The Bureau of Labor Statistics has maintained the LSI since 1987 and the PPI-OL since 1997. For the years they have in common, these two indices report comparable rates of price change for legal services. This means that when the same hourly rate is adjusted with the LSI compared to the PPI-OL, the resulting LSI hourly rate is about the same as the PPI-OL hourly rate.

==Opposing economists' opinions==
Laura Malowane of Economists Incorporated is an economist with a Ph.D. from Princeton University. She believes that the LSI-Adjusted Laffey Matrix is inferior to the USAO Laffey Matrix for the following reasons: 1) The LSI measures prices changes in basic, personal, consumer-oriented legal services such as uncontested divorce and DUI and not complex federal litigation; 2) The LSI is a nationwide average index and not specific to the D.C. metropolitan region; 3) The LSI is primarily for flat-fee services rather than hourly rates; 4) The LSI does not take into account discounted rates, contingency fees, and other reasons actual collected rates may differ from hourly billing rates; and 5) Actual hourly billing rates of attorneys in the Washington, D.C. area are, according to published survey data, more accurately represented by rates outlined in the USAO Laffey Matrix than in the LSI-Adjusted Laffey Matrix.

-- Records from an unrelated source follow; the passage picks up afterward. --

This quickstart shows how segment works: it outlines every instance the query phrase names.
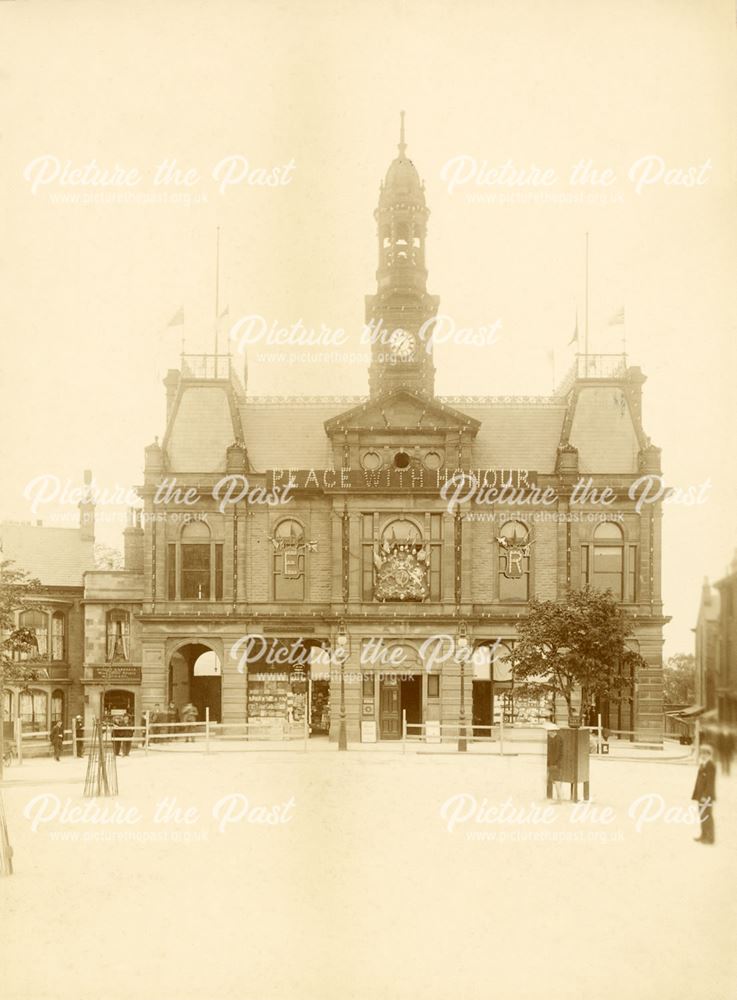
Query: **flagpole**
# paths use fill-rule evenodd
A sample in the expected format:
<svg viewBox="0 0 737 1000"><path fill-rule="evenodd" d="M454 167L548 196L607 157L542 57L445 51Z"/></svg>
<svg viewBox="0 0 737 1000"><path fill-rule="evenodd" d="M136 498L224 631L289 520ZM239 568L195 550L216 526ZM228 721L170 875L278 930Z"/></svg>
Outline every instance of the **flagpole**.
<svg viewBox="0 0 737 1000"><path fill-rule="evenodd" d="M589 374L589 234L586 233L586 297L584 300L583 373Z"/></svg>
<svg viewBox="0 0 737 1000"><path fill-rule="evenodd" d="M220 312L220 226L217 228L215 243L215 367L218 356L218 315ZM215 372L217 375L217 371Z"/></svg>

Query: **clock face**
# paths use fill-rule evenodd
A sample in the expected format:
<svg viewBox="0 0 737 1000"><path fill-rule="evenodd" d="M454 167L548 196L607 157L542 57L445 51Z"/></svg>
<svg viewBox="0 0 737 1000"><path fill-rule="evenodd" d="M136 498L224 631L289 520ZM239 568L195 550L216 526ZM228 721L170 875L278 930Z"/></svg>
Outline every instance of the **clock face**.
<svg viewBox="0 0 737 1000"><path fill-rule="evenodd" d="M410 361L415 353L415 338L409 330L395 330L389 338L392 357L397 361Z"/></svg>

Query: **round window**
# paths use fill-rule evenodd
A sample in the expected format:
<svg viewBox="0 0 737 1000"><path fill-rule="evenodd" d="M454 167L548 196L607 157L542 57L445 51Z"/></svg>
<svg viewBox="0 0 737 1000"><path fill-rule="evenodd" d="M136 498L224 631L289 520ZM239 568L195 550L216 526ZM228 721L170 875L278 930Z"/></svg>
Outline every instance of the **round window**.
<svg viewBox="0 0 737 1000"><path fill-rule="evenodd" d="M425 455L425 468L426 469L439 469L443 464L443 456L439 451L428 451Z"/></svg>
<svg viewBox="0 0 737 1000"><path fill-rule="evenodd" d="M407 469L409 468L410 457L406 451L398 451L394 456L394 468L395 469Z"/></svg>
<svg viewBox="0 0 737 1000"><path fill-rule="evenodd" d="M381 455L378 451L367 451L361 459L361 465L364 469L380 469Z"/></svg>

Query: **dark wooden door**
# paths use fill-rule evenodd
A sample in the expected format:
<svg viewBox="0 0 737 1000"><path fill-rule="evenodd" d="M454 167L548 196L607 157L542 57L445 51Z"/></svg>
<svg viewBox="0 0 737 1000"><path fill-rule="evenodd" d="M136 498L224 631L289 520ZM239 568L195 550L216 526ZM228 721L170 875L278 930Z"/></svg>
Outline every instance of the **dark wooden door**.
<svg viewBox="0 0 737 1000"><path fill-rule="evenodd" d="M382 680L380 698L382 740L398 740L402 735L402 699L396 681Z"/></svg>

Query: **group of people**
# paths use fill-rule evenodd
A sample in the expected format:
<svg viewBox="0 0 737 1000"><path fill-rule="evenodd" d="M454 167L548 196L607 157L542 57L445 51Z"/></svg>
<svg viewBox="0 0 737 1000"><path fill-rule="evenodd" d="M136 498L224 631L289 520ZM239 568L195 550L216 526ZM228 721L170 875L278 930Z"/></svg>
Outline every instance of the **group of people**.
<svg viewBox="0 0 737 1000"><path fill-rule="evenodd" d="M122 715L115 715L112 718L108 715L105 717L105 721L112 729L115 756L128 757L133 745L133 734L135 733L133 716L124 712Z"/></svg>
<svg viewBox="0 0 737 1000"><path fill-rule="evenodd" d="M188 702L181 709L177 709L174 702L169 702L165 711L159 705L154 706L153 712L149 715L149 722L153 726L151 731L151 742L164 742L161 737L166 734L169 738L183 737L186 742L194 743L196 722L199 712L197 706ZM116 757L128 757L133 746L135 736L135 725L133 716L129 712L123 714L113 714L108 709L103 717L103 727L107 734L112 736L113 750ZM81 715L76 715L72 720L72 746L77 757L84 757L84 720ZM141 720L141 729L145 730L145 716ZM64 747L64 724L57 720L49 732L49 741L54 760L61 760ZM168 740L167 740L168 742Z"/></svg>
<svg viewBox="0 0 737 1000"><path fill-rule="evenodd" d="M192 702L187 702L181 709L177 709L173 701L169 702L166 711L161 710L159 705L154 705L154 710L149 717L149 722L154 727L151 732L151 742L169 742L169 739L162 740L163 734L168 737L183 736L187 743L194 743L195 723L199 712L197 706Z"/></svg>
<svg viewBox="0 0 737 1000"><path fill-rule="evenodd" d="M75 715L72 719L72 736L75 756L84 757L84 719L81 715ZM60 719L57 719L52 725L49 741L54 760L61 760L61 752L64 747L64 725Z"/></svg>

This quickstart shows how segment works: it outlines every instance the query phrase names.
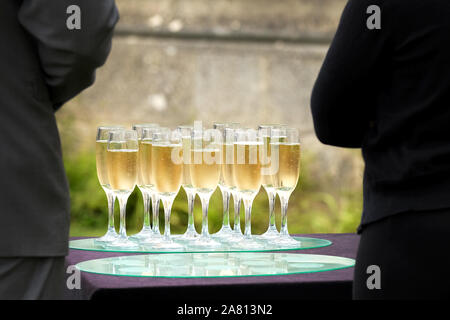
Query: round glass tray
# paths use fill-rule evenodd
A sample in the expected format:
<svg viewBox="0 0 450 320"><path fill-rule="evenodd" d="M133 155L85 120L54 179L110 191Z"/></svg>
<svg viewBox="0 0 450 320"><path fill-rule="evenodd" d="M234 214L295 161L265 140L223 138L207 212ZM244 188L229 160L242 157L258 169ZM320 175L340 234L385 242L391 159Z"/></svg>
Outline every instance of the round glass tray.
<svg viewBox="0 0 450 320"><path fill-rule="evenodd" d="M264 247L261 249L234 249L233 247L227 246L225 243L222 247L217 249L199 249L190 247L189 244L184 244L183 250L161 250L161 249L151 249L140 247L139 249L112 249L104 246L100 246L95 243L95 238L71 240L69 242L70 249L76 250L88 250L88 251L103 251L103 252L128 252L128 253L196 253L196 252L267 252L267 251L287 251L287 250L303 250L303 249L314 249L327 247L332 244L331 241L325 239L309 238L309 237L293 237L298 241L298 246L294 247L280 247L274 245L270 242L265 242Z"/></svg>
<svg viewBox="0 0 450 320"><path fill-rule="evenodd" d="M294 253L178 253L133 255L80 262L84 272L128 277L245 277L313 273L353 267L343 257Z"/></svg>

Dr. Michael Kavanaugh is the economist credited by the D.C. Circuit in the Salazar case. In his opinion, the LSI-Adjusted Laffey Matrix is a better reflection of the District of Columbia market for complex federal litigation for the following reasons: 1. it is based on more recent observations (1989 data compared to 1982 data), which is more likely to produce a better forecast of actual rates; 2. the LSI is specific to legal services whereas the CPI is based on a basket of general goods that is dominated by the cost of housing, food, etc.; 3. the LSI includes some services associated with litigation, such as preparing briefs and attending depositions; 4. the Washington, D.C. market for complex federal litigation is a national market where firms from across the country compete to provide such services; 5. market data shows that the LSI-Adjusted Laffey Matrix produces rates that are below market and the USAO Laffey Matrix rates are even lower.

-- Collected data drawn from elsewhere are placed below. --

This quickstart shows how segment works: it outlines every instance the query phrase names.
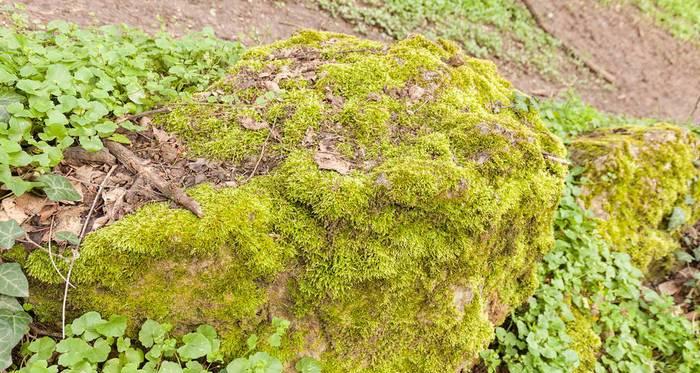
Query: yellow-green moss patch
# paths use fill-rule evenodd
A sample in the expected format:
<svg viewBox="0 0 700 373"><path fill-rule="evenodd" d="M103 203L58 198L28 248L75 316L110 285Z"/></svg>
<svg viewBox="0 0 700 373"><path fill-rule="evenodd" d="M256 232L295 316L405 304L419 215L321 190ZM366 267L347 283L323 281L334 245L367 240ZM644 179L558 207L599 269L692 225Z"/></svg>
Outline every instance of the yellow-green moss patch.
<svg viewBox="0 0 700 373"><path fill-rule="evenodd" d="M564 149L492 63L306 31L251 49L207 95L235 99L155 122L259 174L191 189L202 219L152 204L88 235L74 309L210 323L229 354L286 317L284 353L324 371L447 372L537 286ZM41 252L27 267L60 283Z"/></svg>
<svg viewBox="0 0 700 373"><path fill-rule="evenodd" d="M580 200L603 237L640 268L663 266L700 213L696 135L668 124L612 128L578 137L570 151L587 169Z"/></svg>

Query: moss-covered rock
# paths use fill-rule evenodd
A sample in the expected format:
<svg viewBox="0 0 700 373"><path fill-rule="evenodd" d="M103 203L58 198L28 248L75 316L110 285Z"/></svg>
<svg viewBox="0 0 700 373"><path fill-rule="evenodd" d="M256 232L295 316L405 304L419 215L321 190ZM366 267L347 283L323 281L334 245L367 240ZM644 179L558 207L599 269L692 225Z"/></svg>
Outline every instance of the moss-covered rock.
<svg viewBox="0 0 700 373"><path fill-rule="evenodd" d="M241 186L191 189L201 219L154 203L88 235L74 310L209 323L229 355L279 316L282 354L324 371L448 372L535 289L565 151L492 63L302 32L200 97L155 122ZM61 283L43 252L27 268Z"/></svg>
<svg viewBox="0 0 700 373"><path fill-rule="evenodd" d="M685 128L658 124L594 131L569 148L586 168L581 203L614 249L642 269L665 266L679 232L699 217L699 144Z"/></svg>

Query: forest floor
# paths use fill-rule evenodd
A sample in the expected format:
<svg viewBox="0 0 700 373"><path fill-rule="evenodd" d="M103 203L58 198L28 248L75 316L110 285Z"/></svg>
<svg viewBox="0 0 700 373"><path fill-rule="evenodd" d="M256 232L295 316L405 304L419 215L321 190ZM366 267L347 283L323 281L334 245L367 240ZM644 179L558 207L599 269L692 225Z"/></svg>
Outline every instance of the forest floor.
<svg viewBox="0 0 700 373"><path fill-rule="evenodd" d="M344 20L342 14L334 17L319 9L316 4L321 1L24 0L22 3L30 19L41 22L63 19L81 25L126 23L147 31L167 30L173 34L211 27L217 36L240 40L248 46L288 37L300 28L384 41L392 39L380 27L357 27L357 22ZM553 37L556 44L551 58L556 67L551 71L535 64L514 62L493 51L481 56L494 60L518 89L541 97L575 92L585 102L611 113L700 123L700 42L675 38L629 4L605 6L596 0L521 0L514 4L523 8L527 5L537 27ZM0 22L3 22L1 15ZM506 43L502 48L522 49L517 44ZM550 52L541 52L545 53Z"/></svg>

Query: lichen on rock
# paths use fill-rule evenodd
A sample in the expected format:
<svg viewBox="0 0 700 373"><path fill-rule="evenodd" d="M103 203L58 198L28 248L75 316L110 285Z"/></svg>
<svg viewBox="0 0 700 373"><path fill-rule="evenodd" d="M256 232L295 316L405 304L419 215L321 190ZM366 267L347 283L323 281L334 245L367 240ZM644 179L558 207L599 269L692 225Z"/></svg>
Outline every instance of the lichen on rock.
<svg viewBox="0 0 700 373"><path fill-rule="evenodd" d="M657 124L597 130L569 147L586 168L580 201L603 238L650 273L670 263L680 231L700 217L699 146L688 129Z"/></svg>
<svg viewBox="0 0 700 373"><path fill-rule="evenodd" d="M209 323L228 355L286 317L282 353L324 371L447 372L537 286L565 150L494 64L420 36L304 31L199 97L154 123L241 185L190 189L202 219L153 203L89 234L73 310ZM26 267L38 289L61 283L41 251Z"/></svg>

These same economists also disagreed in DL v. District of Columbia as to the relative merits of the LSI-Adjusted Laffey Matrix and the new USAO matrix.

==Another option==
Another method is to adjust for local costs of wages to lawyers and paralegals. The Laffey Matrix can be adjusted for local costs using the Bureau of Labor Statistics data on wages paid to lawyers (occupation code 23-1011) and paralegals (occupation code 23-2011) for primary metropolitan statistical areas in each state (http://www.bls.gov). This method appears to be a re-formulation of the argument rejected in Blum v. Stenson, supra, 465 U.S. at 892, 895–896, that compensation to some attorneys should be based on costs including salary levels.